The Commerce Clause, as stated in Article 1. Sec. 8. Paragraph 3: To regulate Commerce with foreign Nations, and among the several states, and within the Indian Tribes;

“In none of the sixty-three appearances of the term ‘commerce’ in the Federalist papers is it ever used to unambiguously refer to anything beyond trade or exchange.” – Randy E. Barnett, Commerce clause expert and Georgetown University law professor.

In 1787 Regulate meant to smooth out or regularize. Regulate now means to bring under the control of law or constituted authority. The 1828 definition was To subject to rules or restrictions.

The Supreme Court has sometimes broadly interpreted the Commerce Clause and the Necessary and Proper Clause in Article One to allow Congress to enact legislation that is neither expressly allowed by the enumerated powers nor expressly denied in the limitations on Congress.

In McCulloch v. Maryland (1819), the Supreme Court read the Necessary and Proper Clause to permit the federal government to take action that would "enable [it] to perform the high duties assigned to it [by the Constitution] in the manner most beneficial to the people", even if that action is not itself within the enumerated powers. Chief Justice Marshall clarified: "Let the end be legitimate, let it be within the scope of the Constitution, and all means which are appropriate, which are plainly adapted to that end, which are not prohibited, but consist with the letter and spirit of the Constitution, are Constitutional."

In Gibbons v. Ogden (1824), the Supreme court gave the federal government the power to regulate all interstate commerce. Chief Justice John Marshall ruled that the power to regulate interstate commerce also included the power to regulate interstate navigation: "... [A] power to regulate navigation is as expressly granted, as if that term had been added to the word 'commerce' ... [T]he power of Congress does not stop at the jurisdictional lines of the several states….“.

In United States v. Darby Lumber Co. (1941), the Court upheld the Fair Labor Standards Act which regulated the production of goods shipped across state lines. The Court stated that the Tenth Amendment "is but a truism" and was not considered to be an independent limitation on Congressional power.

In United States v. Wrightwood Dairy Co. (1942) the Court upheld federal price regulation of intrastate milk commerce.

In Wickard v. Filburn (1942) the Court upheld the Agricultural Adjustment Act of 1938, which sought to stabilize wide fluctuations in the market price for wheat.
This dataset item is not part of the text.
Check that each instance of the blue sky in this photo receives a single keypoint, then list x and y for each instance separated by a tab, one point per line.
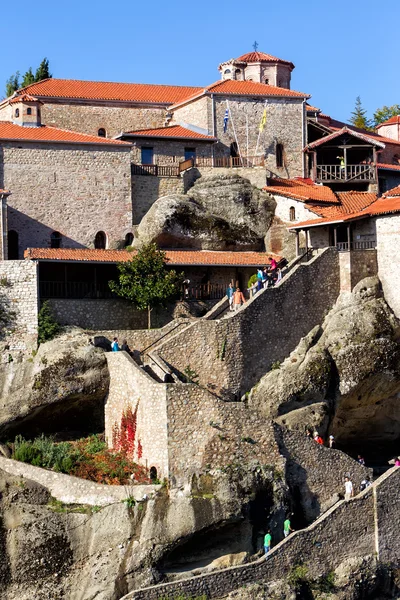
340	49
It was not until United States v. Lopez (1995) decision, after nearly 60 years of leaving any restraint on the use of the Commerce Clause to political means only, that the Court again ruled that a regulation enacted under the Clause was unconstitutional.

There are currently hundreds of regulatory agencies created from the Commerce clause, thanks mostly to FDR.

Each regulation can have the power of law and they are created by unelected bureaucrats.

In 2012, new regulations were issued costing $236 billion, the EPA accounting for $172 billion alone.

For example, the EPA (created in 1970) is a result of the usurpation of the Commerce Clause. There are many concerns surrounding this agency, as there are with the many other agencies of the federal government.